If face perception is like language perception–another kind subject to pareidolia–then what we’d expect I think is a special sensitivity to what we call “facial expressions,” or to those by which we “read” and communicate our mental and emotional states. “Disgust,” for example. We develop our ability to discriminate the vowels of our native language as children and can’t hear the distinctions in languages we try to learn as adult–for example Swedish, which has many more vowel sounds than English does (see Patricia Kuhl’s work). The distinctions that we’ve learned to make effectively deafen us to new ones. If you used a continuous scale of vowel sounds to signify temperature or wind speed–in the same way that you might use the distance between the two eyes in a Chernoff cartoon–then the people you subjected to this data representation would get a very gappy and skewed perception of it. A gradual increase in temperature over time might look more like a hop and skip through several. Color theory might provide a better analogy (we perceive any given wavelength of light as a weighted sum of three colors, if I’m remembering right). It might be possible to develop a “face scale” to represent things other than mood and mental state and to do so with a flat or linear sensitivity–to the extent that our expressions convey how disgusted we are and not just whether or not we are disgusted. But I think the starting point for creating such a scale would have to be the faces of real people and really experiencing disgust to varying degrees. (Would you really want to represent annual burger sales with an animated face expressing varying disgust?) Representing data across several dimensions with facial expressions–using a degree of disgust plus a degree of anger, for example–strikes me as even more problematic . Maybe disgust and anger add together simply, but other real expressions must be mutually exclusive (joy + fear?) Also I wouldn’t be surprised if many naturally occuring combinations carried learned significances, and so our perception of a continuum of combinations of the same two things in varying amounts would be gappy and skewed and maybe also compete with the meanings of the two things seperately.
Would love to follow up on this reply when I get some time here. I took a topics course on Facial Perception last year, and had actually been thinking about the issue a little at the time. I ended up giving a presentation on Robin Thomas’ 2001 paper “Characterizing Perceptual Interactions in Face Identification Using Multidimensional Signal Detection Theory” as part of the course, and I could see how it could suggest problems for Chernoff faces. The paper was somewhat hard to find if I remember correctly, so I’ll have to update with the volume it was published in when I get home.

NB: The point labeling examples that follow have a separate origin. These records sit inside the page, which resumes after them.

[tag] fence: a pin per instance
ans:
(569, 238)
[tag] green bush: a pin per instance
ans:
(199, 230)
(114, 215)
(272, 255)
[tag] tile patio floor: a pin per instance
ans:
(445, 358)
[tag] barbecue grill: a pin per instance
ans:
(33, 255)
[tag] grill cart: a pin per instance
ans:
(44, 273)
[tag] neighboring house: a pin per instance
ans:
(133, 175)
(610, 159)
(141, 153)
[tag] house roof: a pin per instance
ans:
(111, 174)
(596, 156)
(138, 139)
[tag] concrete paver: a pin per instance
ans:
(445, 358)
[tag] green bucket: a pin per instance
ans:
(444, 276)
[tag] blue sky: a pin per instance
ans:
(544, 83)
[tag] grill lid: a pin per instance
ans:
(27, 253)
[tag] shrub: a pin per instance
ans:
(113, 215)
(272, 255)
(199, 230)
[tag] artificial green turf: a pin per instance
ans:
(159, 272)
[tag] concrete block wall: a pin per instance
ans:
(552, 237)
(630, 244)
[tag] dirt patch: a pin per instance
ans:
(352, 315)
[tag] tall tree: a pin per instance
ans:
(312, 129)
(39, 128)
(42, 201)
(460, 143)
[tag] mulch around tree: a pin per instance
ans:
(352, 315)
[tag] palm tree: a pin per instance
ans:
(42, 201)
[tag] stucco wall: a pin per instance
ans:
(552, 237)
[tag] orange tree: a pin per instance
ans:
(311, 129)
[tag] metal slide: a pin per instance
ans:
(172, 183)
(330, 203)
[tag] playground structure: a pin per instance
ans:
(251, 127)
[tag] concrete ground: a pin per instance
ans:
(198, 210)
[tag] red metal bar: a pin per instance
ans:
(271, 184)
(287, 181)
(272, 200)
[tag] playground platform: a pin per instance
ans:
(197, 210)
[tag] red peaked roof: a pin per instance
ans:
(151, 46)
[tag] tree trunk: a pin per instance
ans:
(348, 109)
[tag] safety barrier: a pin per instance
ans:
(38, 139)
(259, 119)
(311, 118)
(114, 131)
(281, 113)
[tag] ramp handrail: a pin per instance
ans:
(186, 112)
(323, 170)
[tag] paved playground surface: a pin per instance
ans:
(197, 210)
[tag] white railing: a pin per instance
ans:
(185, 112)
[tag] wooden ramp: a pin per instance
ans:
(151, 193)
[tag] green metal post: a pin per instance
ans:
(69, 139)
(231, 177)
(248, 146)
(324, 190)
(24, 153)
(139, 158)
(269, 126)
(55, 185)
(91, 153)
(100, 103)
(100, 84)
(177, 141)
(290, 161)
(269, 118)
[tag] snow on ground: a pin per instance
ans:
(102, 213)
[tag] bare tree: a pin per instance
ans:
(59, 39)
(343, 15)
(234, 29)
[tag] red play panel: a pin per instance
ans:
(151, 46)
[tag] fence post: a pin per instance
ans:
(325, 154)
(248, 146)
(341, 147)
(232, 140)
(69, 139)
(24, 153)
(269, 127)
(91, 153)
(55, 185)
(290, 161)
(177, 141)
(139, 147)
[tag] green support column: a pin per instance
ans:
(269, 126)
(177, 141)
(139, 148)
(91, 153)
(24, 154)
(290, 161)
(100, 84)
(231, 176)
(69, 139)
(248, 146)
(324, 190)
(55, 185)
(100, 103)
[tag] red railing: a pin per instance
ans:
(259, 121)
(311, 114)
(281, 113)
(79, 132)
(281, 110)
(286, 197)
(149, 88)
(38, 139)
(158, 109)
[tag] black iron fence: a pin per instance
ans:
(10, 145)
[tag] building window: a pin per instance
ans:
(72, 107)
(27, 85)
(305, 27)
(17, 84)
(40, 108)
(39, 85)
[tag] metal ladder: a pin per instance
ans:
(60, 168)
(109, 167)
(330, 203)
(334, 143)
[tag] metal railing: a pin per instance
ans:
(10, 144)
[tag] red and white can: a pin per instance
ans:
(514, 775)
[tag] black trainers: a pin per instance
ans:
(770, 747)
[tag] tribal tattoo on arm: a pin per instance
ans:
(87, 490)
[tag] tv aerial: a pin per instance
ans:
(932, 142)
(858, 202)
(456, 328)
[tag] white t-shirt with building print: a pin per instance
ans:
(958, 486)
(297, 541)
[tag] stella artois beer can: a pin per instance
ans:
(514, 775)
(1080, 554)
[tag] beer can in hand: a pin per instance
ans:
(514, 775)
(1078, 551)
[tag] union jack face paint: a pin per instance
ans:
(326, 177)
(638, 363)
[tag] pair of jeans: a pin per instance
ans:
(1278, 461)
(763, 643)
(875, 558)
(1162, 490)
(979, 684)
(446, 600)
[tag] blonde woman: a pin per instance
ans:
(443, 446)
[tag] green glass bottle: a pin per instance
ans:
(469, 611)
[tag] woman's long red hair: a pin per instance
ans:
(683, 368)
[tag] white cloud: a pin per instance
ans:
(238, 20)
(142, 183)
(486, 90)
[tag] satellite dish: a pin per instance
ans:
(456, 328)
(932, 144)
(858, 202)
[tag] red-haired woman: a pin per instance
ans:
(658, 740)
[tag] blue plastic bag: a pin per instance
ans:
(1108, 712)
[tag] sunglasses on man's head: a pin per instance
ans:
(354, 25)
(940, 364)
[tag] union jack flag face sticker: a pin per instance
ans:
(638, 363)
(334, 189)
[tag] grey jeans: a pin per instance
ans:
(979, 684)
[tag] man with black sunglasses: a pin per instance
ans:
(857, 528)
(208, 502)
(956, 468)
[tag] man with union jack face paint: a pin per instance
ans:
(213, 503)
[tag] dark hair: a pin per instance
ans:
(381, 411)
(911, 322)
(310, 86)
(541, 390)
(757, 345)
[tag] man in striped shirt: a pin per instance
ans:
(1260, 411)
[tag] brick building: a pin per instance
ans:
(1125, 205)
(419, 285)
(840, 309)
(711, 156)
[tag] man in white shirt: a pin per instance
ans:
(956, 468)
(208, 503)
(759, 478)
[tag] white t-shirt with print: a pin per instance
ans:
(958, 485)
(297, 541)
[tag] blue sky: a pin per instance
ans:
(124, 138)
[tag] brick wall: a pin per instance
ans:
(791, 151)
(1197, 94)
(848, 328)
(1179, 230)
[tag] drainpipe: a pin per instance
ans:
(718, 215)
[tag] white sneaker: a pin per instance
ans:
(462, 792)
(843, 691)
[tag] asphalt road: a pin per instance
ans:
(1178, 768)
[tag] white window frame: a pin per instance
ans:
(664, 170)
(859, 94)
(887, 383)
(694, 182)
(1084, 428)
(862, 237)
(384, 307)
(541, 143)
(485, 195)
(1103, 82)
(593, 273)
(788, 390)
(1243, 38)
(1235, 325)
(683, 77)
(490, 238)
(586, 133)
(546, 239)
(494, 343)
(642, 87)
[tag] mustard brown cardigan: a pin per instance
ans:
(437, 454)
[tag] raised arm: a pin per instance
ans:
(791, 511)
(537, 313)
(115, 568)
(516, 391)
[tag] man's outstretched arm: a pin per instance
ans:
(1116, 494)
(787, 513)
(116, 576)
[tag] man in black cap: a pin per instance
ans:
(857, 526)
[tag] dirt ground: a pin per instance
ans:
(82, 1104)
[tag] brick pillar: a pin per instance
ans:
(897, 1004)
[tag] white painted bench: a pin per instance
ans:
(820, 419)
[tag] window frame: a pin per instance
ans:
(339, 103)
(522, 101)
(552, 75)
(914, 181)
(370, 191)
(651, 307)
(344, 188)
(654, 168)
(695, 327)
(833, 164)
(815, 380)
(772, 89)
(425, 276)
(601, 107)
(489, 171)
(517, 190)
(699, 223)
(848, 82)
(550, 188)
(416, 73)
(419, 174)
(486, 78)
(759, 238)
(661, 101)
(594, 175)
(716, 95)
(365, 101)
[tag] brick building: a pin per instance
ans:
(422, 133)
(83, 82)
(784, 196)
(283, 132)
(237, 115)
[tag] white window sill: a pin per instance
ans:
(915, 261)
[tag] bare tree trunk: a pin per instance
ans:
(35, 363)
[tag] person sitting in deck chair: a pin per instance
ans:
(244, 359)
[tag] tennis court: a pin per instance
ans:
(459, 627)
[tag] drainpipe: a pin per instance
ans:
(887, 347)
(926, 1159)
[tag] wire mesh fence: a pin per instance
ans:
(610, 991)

The study made use of schematic faces, that held facial contour constant. The setup varied eye separation, nose length, and mouth width with each of 3 subjects receiving 4 possible configurations to distinguish between. Responses were collected in observation-confusion matrices?(I’ll have to check, might be identification-confusion?). In any case, they found perceptual dependency between eye separation and nose length. As well as between nose length and mouth width. One of the interpretations given was that the perceptual system maintains area over a triangle of bordering features (if the nose is perceived as longer then the eye separation will perceived as wider).
Introduction of perceptual decencies would seem to complicate thing for Chernoff faces.
(I will try and update my sometime over the next few weeks here, as I wrap up with finals.)
Citation for the study:
Thomas, R. D. (2001). Characterizing perceptual interactions in face identification using multidimensional signal detection theory. Computational, geometric, and process perspectives on facial cognition: Contexts and challenges, 193-228.